Face Recognition Vendor Test 2002 March 16, 2002
Face Recognition Vendor Tests (FRVT) provide independent U.S Government evaluations of commercially available and mature prototype face recognition systems.
These evaluations are designed to provide U.S Government and law enforcement agencies with information to assist them in determining where and how facial recognition
technology can best be deployed. In addition, FRVT results help identify future research directions for the face recognition community.
By March 2003 scientists from NIST, DARPA and DoD Counterdrug Technology Development Program Office have completed the most comprehensive evaluation to date of
commercially available face recognition systems and released the results of the Face Recognition Vendor Test 2002.
Brief History of Face Recognition Vendor Tests
FRVT 2002 follows four previous face recognition technology evaluations - three FERET evaluations (1994, 1995 and 1996) and FRVT 2000.
The FERET Program introduced evaluations to the face recognition community and helped advance face recognition from its infancy to the prototype system stage. By 2000, face recognition technology had matured from prototype systems to commercial systems.
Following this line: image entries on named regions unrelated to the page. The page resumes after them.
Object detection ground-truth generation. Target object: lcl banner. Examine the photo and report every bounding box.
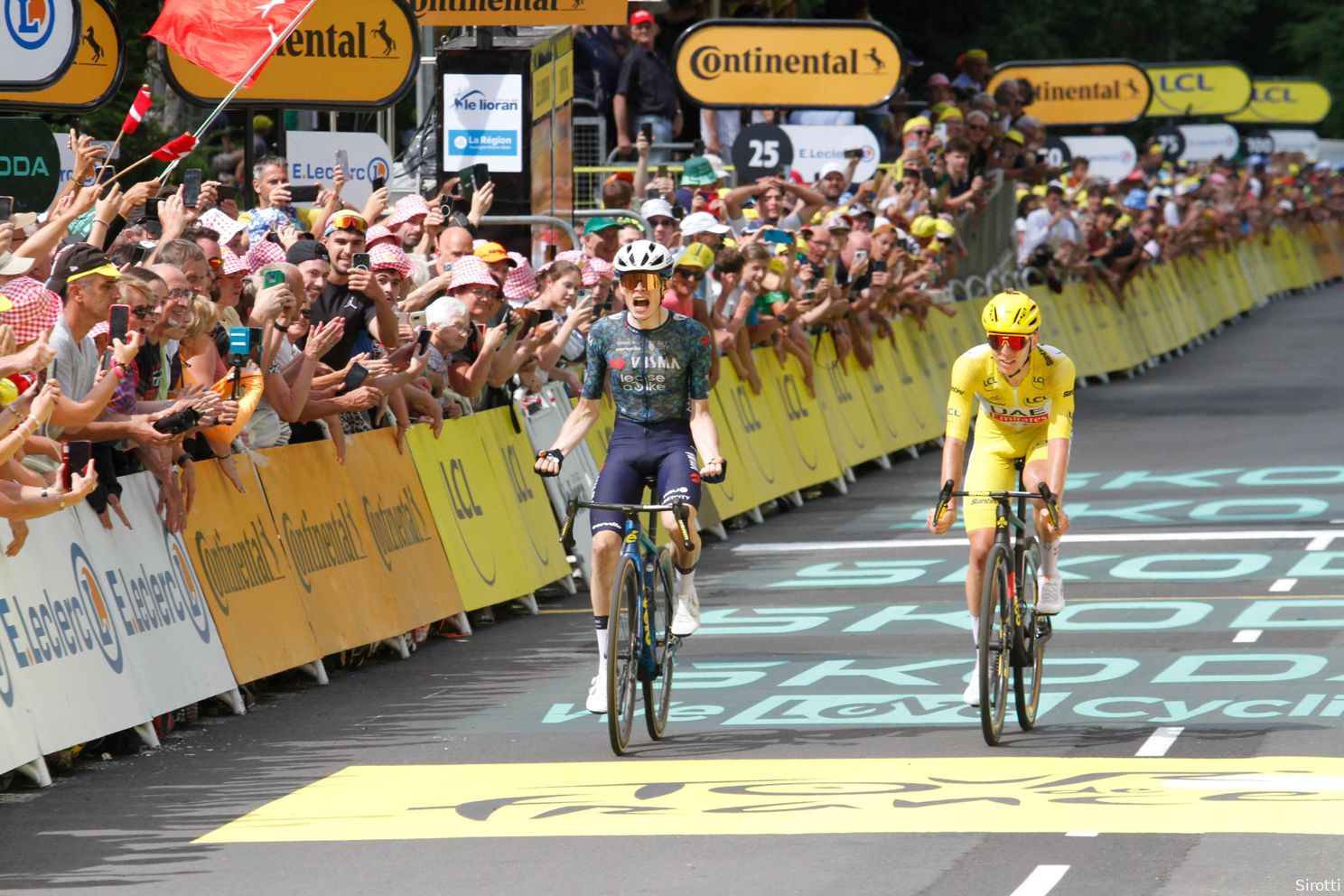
[1225,78,1330,125]
[0,473,237,770]
[985,59,1153,125]
[1143,61,1251,118]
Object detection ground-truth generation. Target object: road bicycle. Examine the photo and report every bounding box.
[560,482,695,756]
[934,458,1059,747]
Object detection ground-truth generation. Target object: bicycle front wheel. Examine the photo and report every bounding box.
[642,544,676,740]
[975,544,1013,747]
[606,557,639,756]
[1012,536,1046,731]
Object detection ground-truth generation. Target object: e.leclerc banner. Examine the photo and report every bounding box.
[985,59,1153,125]
[167,0,419,108]
[672,19,903,108]
[1143,61,1251,118]
[1225,78,1330,125]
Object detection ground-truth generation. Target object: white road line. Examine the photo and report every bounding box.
[733,529,1341,554]
[1012,865,1069,896]
[1134,728,1185,756]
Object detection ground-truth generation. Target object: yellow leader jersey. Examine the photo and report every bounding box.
[947,345,1074,441]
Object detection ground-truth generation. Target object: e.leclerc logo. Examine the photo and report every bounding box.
[4,0,56,50]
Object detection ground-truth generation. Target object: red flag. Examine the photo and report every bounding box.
[121,85,154,135]
[149,135,196,161]
[146,0,309,88]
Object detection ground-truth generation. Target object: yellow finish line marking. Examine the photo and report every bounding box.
[196,756,1344,844]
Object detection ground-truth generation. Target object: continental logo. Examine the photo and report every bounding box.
[275,19,400,59]
[985,59,1153,125]
[192,516,285,615]
[673,19,901,108]
[364,486,430,573]
[280,501,369,593]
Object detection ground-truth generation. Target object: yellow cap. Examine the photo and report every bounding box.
[910,215,938,239]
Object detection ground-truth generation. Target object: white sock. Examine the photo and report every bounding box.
[593,617,611,678]
[672,567,695,595]
[1041,538,1059,579]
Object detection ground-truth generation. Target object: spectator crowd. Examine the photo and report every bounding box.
[0,12,1344,566]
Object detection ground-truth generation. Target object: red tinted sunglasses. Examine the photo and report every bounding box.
[989,333,1031,352]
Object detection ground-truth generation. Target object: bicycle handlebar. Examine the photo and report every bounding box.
[560,499,695,554]
[933,480,1059,527]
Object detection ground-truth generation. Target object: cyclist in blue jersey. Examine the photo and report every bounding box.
[535,239,727,714]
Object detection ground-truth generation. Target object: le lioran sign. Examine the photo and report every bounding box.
[986,59,1153,125]
[0,0,126,114]
[1225,78,1330,125]
[673,19,901,108]
[1143,61,1251,118]
[168,0,419,108]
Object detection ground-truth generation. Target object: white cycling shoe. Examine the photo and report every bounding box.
[586,676,606,716]
[1036,575,1064,617]
[672,588,700,638]
[961,659,980,706]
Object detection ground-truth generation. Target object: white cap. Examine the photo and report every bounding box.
[681,210,733,237]
[639,198,676,220]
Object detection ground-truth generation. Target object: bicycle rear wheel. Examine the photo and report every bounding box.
[642,546,676,740]
[606,557,639,756]
[1012,536,1046,731]
[975,544,1012,747]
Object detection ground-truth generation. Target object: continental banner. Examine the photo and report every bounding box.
[252,433,424,656]
[0,473,237,771]
[185,454,322,684]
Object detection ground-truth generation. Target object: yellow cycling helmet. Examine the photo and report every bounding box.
[980,289,1041,336]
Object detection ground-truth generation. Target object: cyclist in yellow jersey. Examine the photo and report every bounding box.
[928,290,1074,705]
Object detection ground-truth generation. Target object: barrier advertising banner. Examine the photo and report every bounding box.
[672,19,901,108]
[0,0,126,114]
[0,473,237,769]
[1143,61,1251,118]
[985,59,1153,125]
[252,433,414,656]
[185,454,322,684]
[163,0,421,110]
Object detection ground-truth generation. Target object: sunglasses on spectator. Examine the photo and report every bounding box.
[621,271,663,293]
[989,333,1031,352]
[327,210,369,234]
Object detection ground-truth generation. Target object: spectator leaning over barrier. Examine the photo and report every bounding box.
[608,9,681,162]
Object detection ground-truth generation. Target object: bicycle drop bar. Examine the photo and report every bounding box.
[560,499,695,551]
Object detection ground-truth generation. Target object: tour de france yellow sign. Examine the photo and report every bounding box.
[986,59,1153,125]
[168,0,419,108]
[1143,61,1251,118]
[1225,78,1330,125]
[0,0,126,114]
[673,19,901,108]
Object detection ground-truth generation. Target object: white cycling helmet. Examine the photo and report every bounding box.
[611,239,675,276]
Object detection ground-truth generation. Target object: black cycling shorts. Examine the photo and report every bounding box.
[589,416,700,533]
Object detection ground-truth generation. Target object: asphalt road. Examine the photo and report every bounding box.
[0,286,1344,896]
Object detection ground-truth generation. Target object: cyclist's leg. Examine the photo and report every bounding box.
[1022,433,1064,614]
[658,428,700,637]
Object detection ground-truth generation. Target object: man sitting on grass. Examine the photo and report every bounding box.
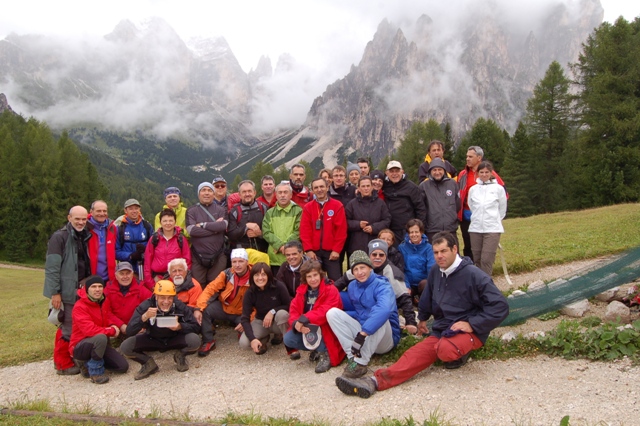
[336,232,509,398]
[69,275,129,385]
[120,280,200,380]
[327,250,400,378]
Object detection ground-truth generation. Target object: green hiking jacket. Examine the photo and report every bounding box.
[262,201,302,266]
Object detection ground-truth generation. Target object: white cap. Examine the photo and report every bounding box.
[231,248,249,262]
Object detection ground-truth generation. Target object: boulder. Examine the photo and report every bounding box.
[604,300,631,323]
[560,299,591,318]
[596,287,620,302]
[502,331,518,342]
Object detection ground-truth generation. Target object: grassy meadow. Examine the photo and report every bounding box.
[500,203,640,275]
[0,204,640,367]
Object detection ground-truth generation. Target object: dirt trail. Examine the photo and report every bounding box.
[0,256,640,425]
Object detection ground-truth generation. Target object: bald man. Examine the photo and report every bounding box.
[43,206,91,376]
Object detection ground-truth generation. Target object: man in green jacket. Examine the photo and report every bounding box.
[262,182,302,276]
[153,186,189,238]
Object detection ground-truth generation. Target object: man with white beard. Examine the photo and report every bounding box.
[164,258,202,312]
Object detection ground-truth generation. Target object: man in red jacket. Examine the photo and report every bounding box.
[300,178,347,281]
[69,275,129,385]
[104,262,152,336]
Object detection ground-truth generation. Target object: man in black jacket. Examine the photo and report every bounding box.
[43,206,91,375]
[420,158,461,241]
[120,280,200,380]
[336,232,509,398]
[382,160,427,246]
[227,180,269,253]
[186,182,229,289]
[276,240,309,298]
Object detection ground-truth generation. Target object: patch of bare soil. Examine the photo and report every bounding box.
[0,256,640,425]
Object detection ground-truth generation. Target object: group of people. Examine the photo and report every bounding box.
[44,141,508,397]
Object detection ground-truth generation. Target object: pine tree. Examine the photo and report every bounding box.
[573,17,640,207]
[500,122,545,216]
[525,61,574,213]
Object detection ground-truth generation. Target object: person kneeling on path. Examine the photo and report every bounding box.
[284,260,344,373]
[120,280,200,380]
[336,232,509,398]
[327,250,400,378]
[195,248,253,356]
[69,275,129,385]
[238,262,291,355]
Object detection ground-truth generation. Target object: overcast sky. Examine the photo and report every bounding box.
[0,0,640,77]
[0,0,640,133]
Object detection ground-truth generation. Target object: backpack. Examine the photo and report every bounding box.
[231,199,269,223]
[118,219,153,247]
[149,232,184,251]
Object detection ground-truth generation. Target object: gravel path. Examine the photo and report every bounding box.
[0,256,640,425]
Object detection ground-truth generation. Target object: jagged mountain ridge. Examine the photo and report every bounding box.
[0,18,258,161]
[294,0,604,161]
[0,0,603,172]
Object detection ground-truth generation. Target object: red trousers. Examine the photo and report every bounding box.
[375,333,482,390]
[53,328,76,370]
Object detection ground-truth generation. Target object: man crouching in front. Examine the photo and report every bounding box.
[336,232,509,398]
[120,280,200,380]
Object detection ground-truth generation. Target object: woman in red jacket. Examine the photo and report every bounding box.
[284,260,345,373]
[104,262,153,336]
[69,275,129,384]
[144,209,191,290]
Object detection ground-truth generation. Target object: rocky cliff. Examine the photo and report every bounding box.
[301,0,604,160]
[0,18,258,158]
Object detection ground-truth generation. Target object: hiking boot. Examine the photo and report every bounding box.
[284,346,300,361]
[133,358,158,380]
[56,365,80,376]
[342,359,369,379]
[316,352,331,373]
[336,376,378,398]
[91,374,109,385]
[444,352,471,370]
[198,340,216,356]
[76,361,90,379]
[173,351,189,373]
[256,336,269,355]
[271,334,283,346]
The Face Recognition Vendor Test 2000 (FRVT 2000) measured the capabilities of these systems and their technical progress since the last FERET evaluation. Public interest in face recognition technology had risen significantly by 2002.
Each successive evaluation increased in size, difficulty and complexity, reflecting the maturing of face recognition technology as well as evaluation theory.
FRVT 2002 was designed to measure technical progress since 2000 to evaluate performance on real-life large-scale databases and to introduce new experiments to help understand face recognition performance better.
Overview of the Face Recognition Vendor Test 2002
FRVT 2002 was announced on 25 April 2002 and was open to all developers and providers of core face recognition technology. This included academia, research laboratories and commercial companies.
FRVT 2002 was an independently administered technology evaluation. 10 participants were evaluated under the direct supervision of the FRVT 2002 organizers at a U.S Naval Base in Dahlgren, Virginia in between July 10 and August 9 2002.
FRVT 2002 consisted of two sub-tests: the High Computational Intensity (HCInt) Test and Medium Computational Intensity (MCInt) test. Each sub-test was designed to encourage broad participation in the evaluation.
The HCInt was designed to evaluate the performance of state of the art systems on extremely challenging real-world problems. It consisted of 121,589 operational images of 37,437 people.
The images were provided from the U.S. Department of State’s Mexican non-immigrant Visa archive. From this data, real-world performance figures on a very large data set were computed. Performance statistics were computed for verification, identification, and watch list task.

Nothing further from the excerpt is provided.